Rat Umbilical Vein Endothelial Cells

SrHAW@PDA Improved the Biological Performance of BMSCs and UVECs

Hydroxyapatite nanowires (HAW) can effectively improve the bone repair ability in bone engineered tissue. However, due to their single function, the application of HAWs in biological tissue engineering materials is limited. In this study, strontium-doped hydroxyapatite nanowires (SrHAW) were synthesized by a hydrothermal method and coated with polydopamine (PDA) to improve the function of HAWs.

By co-culturing these with rat BMSCs and UVECs, Li's team aims to assess how strontium doping and PDA coating enhance cell activity, osteogenesis, and angiogenesis. To assess the biotoxicity of nanowires on BMSCs and UVECs, co-cultures were done with sets of HAW, 4SrHAW, and 4SrHAW@PDA. After 7 days, Live/Dead staining showed that BMSCs exhibited cell aggregation in the HAW and 4SrHAW groups, especially lacking Sr. In contrast, 4SrHAW@PDA cells grew healthily in a whirlpool-like pattern (Fig. 1A). The CCK-8 assay indicated a slow growth rate in the HAW group, while the others were faster, aligning with the staining results. Cell viability was highest with 4SrHAW@PDA, but differences with 4SrHAW were insignificant. Although UVEC viability was similar across groups, it was slightly higher with 4SrHAW@PDA, indicating improved biocompatibility due to PDA treatment (Fig. 1B and C).

Fig. 1. Biocompatibility of HAW, 4SrHAW, 4SrHAW@PDA nanowires (Li H, Liu Y, et al., 2025).

Cell Growth on the RUVEC-BMVs and Nanofibrous Membranes

Bone regeneration faces challenges, particularly with large defects and pathologies. Although autologous bone grafting is the gold standard, it is limited by availability and quality. Biomimetic materials offer promising solutions. Zhu's team aims to create a functional 3D biomimetic osteon, replicating the structure and function of natural bone tissue to enhance regeneration, using electrospun nanofibers and microfluidically constructed blood vessels to emulate osteons fully. The biomimetic blood vessels, seeded with rat umbilical vein endothelial cells, secreted bone morphogenetic protein to stimulate osteogenesis and released platelet-derived growth factor to promote angiogenesis, further supporting osteogenesis processes.

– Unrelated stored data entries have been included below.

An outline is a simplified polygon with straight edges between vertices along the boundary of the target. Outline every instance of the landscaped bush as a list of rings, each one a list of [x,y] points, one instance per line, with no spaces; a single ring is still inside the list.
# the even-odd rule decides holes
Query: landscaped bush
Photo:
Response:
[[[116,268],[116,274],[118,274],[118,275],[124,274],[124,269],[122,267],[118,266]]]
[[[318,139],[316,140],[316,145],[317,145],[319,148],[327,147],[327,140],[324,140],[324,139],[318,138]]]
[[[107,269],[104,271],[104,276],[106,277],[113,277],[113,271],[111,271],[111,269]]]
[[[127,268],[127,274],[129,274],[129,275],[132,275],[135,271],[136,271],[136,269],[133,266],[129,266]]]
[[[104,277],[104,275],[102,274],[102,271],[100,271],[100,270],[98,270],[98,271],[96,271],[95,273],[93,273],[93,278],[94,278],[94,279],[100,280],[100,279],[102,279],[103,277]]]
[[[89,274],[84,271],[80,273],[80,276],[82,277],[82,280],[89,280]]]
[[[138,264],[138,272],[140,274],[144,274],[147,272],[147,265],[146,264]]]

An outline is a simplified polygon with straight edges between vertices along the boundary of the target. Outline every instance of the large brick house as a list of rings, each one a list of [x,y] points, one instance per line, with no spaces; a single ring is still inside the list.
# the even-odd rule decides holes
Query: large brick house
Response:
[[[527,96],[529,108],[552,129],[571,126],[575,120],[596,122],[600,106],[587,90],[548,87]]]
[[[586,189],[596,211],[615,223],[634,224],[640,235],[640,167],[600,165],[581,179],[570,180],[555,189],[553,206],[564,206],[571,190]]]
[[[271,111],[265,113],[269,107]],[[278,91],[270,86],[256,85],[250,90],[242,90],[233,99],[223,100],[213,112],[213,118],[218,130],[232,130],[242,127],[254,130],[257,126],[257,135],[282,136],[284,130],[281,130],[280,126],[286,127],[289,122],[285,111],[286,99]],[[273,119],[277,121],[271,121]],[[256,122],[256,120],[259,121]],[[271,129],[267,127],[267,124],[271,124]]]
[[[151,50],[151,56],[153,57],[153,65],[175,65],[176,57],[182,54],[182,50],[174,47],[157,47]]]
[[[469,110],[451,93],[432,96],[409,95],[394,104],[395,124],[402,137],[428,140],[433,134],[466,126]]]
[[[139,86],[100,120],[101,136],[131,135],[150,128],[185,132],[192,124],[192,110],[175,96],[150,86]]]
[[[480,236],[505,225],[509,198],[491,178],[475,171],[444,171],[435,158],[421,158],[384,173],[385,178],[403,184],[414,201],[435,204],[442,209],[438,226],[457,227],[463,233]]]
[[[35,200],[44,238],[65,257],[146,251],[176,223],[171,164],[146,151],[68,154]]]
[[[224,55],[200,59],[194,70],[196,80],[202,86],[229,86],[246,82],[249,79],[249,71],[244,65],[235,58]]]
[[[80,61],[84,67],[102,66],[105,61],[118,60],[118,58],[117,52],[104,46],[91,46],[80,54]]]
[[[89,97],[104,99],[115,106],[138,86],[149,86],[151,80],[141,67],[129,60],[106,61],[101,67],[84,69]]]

Biocompatibility is crucial for biomaterials used in implants. After five days, over 95% of RUVECs in RUVEC-BMVs were viable, showing excellent compatibility (Fig. 2A). To assess Alg-GelMA hydrogels, BMSCs were cult.d on them, and after one day, they showed good adhesion and spreading (Fig. 2B). BMSC viability was similar on Alg-GelMA hydrogels and standard plates, confirming compatibility (Fig. 2C). Nanofibrous scaffold hydrophilicity was evaluated by water contact angle; type I collagen scaffolds had a ≈ 50° contact angle. Adding nHA didn't alter this, indicating consistent hydrophilicity (Fig. 2D). To assess the biocompatibility of four nanofibrous scaffolds (Col 1-R, Col 1-A, nHA-Col 1-R, nHA-Col 1-A), BMSCs were cultured on them. After two days, live/dead and cytoskeletal staining showed most cells were viable with few dead (Fig. 2E and F). BMSCs on random fiber scaffolds (Col 1-R, nHA-Col 1-R) grew irregularly, while those on aligned scaffolds (Col 1-A, nHA-Col 1-A) had an organized pattern. Cytoskeletal staining confirmed well-spread cells on all scaffolds. The CCK-8 assay over 1, 3, and 5 days showed no significant differences in cell viability among scaffolds and the control, indicating similar biocompatibility (Fig. 2G).

Fig. 2. Cell growth on the RUVEC-BMVs and nanofibrous scaffolds (Zhu CX, Li ZX, et al., 2025).